The contamination was caused by chemicals released from a dry cleaning facility and a leaking fuel depot as well as underground storage tanks, and affected those who lived and worked on the Marine base for more than three decades.

The House has stepped in to lift the state’s 10-year limit and allow lawsuits alleging injury or property damage from groundwater contaminated by hazardous substances anywhere in the state to proceed without time constraints. If the bill becomes law, it could change the outcome of the lawsuits.

An attorney for the Asheville residents, John Korzen, who is also director of the Appellate Advocacy Clinic at Wake Forest University, said Friday that he thinks such a law would mean the plaintiffs in Asheville and Lejeune could continue their lawsuits. He noted that the federal government and CTS attorneys could argue otherwise, and he pointed out the bill – even though fast-tracked – isn’t the law yet.

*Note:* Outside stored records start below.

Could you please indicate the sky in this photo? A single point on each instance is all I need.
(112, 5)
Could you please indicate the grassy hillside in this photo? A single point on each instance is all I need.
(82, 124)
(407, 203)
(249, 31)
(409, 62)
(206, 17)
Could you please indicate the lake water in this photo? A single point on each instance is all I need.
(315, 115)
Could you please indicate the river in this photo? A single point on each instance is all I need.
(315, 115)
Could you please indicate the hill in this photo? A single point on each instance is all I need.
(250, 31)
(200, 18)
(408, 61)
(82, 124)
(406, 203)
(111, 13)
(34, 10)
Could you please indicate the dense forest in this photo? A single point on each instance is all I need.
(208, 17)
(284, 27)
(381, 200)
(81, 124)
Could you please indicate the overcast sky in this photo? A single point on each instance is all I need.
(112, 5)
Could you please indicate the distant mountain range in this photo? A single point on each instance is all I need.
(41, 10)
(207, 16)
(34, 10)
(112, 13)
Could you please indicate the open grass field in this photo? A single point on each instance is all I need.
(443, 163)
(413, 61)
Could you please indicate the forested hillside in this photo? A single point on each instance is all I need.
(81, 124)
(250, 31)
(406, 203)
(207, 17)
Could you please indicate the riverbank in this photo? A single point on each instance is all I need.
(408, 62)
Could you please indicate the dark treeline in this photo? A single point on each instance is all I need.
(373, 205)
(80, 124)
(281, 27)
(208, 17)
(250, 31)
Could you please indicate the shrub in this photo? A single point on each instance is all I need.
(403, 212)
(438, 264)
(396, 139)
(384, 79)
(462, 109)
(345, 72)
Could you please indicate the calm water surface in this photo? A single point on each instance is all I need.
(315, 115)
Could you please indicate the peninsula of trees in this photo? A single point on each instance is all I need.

“There are a lot of ups and downs along the way,” Korzen said. “Monday was a down. The legislature acting so quickly to clarify things is an up.”

Unresolved issues

Narenda Ghosh, a Chapel Hill attorney who has been involved in the Lejeune cases, agreed the Supreme Court ruling doesn’t end the lawsuits, because there are additional legal issues to resolve. He said there is case law holding that North Carolina’s statute of repose law doesn’t apply to claims involving diseases that appear after a long time.

Republican lawmakers representing the districts where the two cases are situated have signed onto the bill: Rep. Rick Catlin of Wilmington, Rep. Tim Moffitt of Asheville, Rep. Chuck McGrady of Hendersonville and Rep. Nathan Ramsey of Fairview.